WASHINGTON • Asked before Game 5 of the National League division series if righthander Jordan Zimmermann would start the league championship series if the Washington Nationals advanced, manager Davey Johnson answered, rather cheekily, "Yes, Jordan Zimmermann will be the starter in Game 1 on Sunday."
For the first three innings of the decisive game Friday night, it looked just that easy for the Nationals, who dropped a barrage of extra-base hits on Cardinals starter Adam Wainwright and took a 6-0 lead.
But 21-game winner Gio Gonzalez again was wild, not quite as bad as last Sunday, and he helped pitch the Cardinals back into the game.
Then, as the Nationals tried desperately to close out Washington’s first postseason series victory since they won the 1924 World Series — that was only 32,145 days ago — the Cardinals pecked away at a deer-in-the-headlights Washington bullpen until the Nationals succumbed, 9-7, sending the Cardinals to the National League championship series for the seventh time in 13 seasons.
Nationals pitchers walked eight hitters, including closer Drew Storen issuing two-out, two-out walks to Yadier Molina and David Freese to keep the Cardinals’ four-run ninth-inning rally in motion.
"You can’t win big ballgames giving up free passes," said Johnson. "Not to go after them at the end was not fun to watch."
A dejected Johnson said he thought Storen had been "too fine," in the ninth but added, in oblique reference to Gonzalez and Edwin Jackson (two walks), "He wasn’t alone."
Storen said the ninth-inning meltdown "could be a learning process.
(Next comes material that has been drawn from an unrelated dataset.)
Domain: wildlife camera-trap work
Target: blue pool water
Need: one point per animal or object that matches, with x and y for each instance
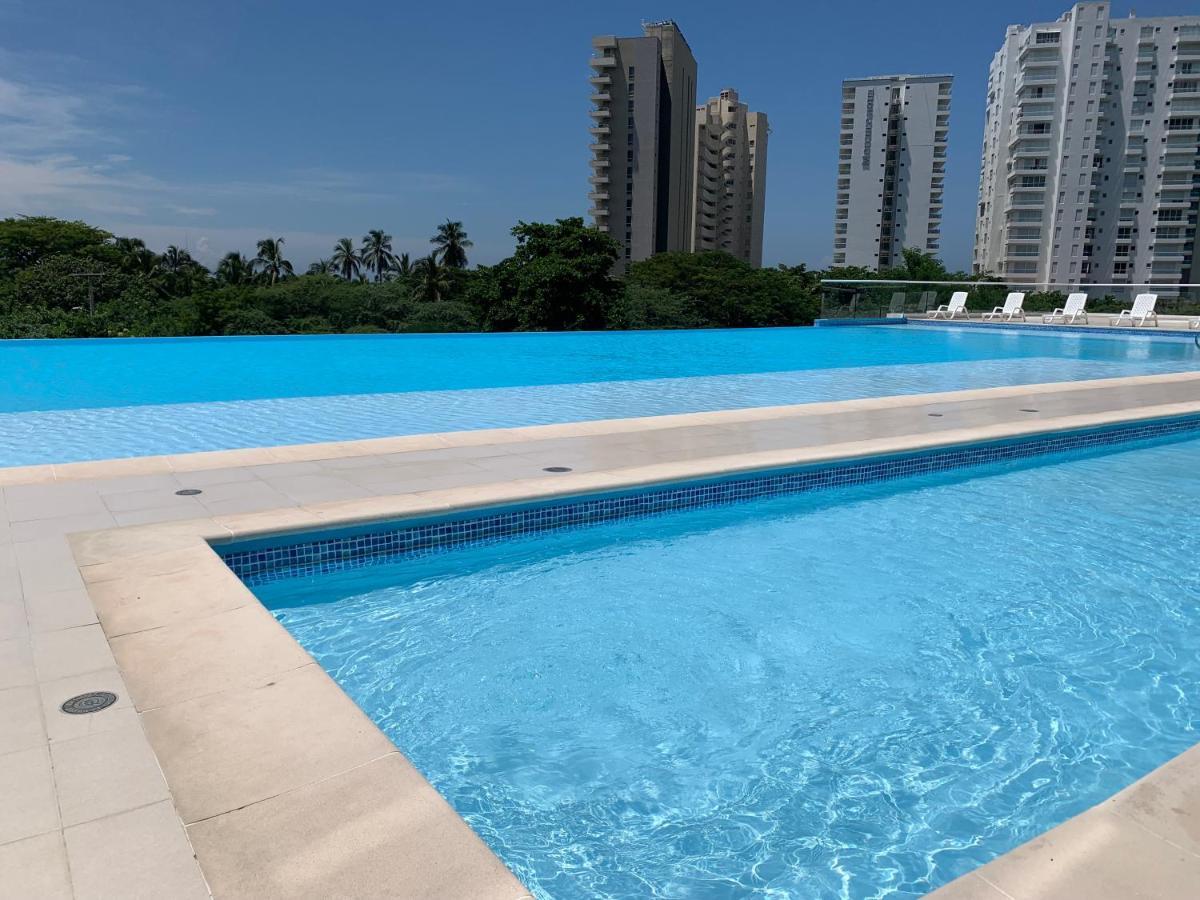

But not right now."
The Nationals had been hitting just .215 through the first four games of the series and 19-year-old Bryce Harper and Kurt Suzuki had been batting .056 and .077, respectively.
Johnson didn’t address Suzuki before the game but said Harper "has had four games now, so he should be calmed down tonight. He should be all right."
Harper tripled in a run and scored in the first. He homered off Wainwright in the third. Suzuki also had two hits, the last a single past a disgusted Jason Motte and into center field to drive in what appeared to be the key insurance run in the eighth.
When he pitched in Game 1 of the National League division series last weekend in St. Louis, Gonzalez made reference to the 54-degree temperature he worked in, rather than the 85 degrees he had enjoyed in the previous start. He didn’t necessarily blame the Fahrenheit reading for tying a career high with seven walks in five innings, but he didn’t discount it either.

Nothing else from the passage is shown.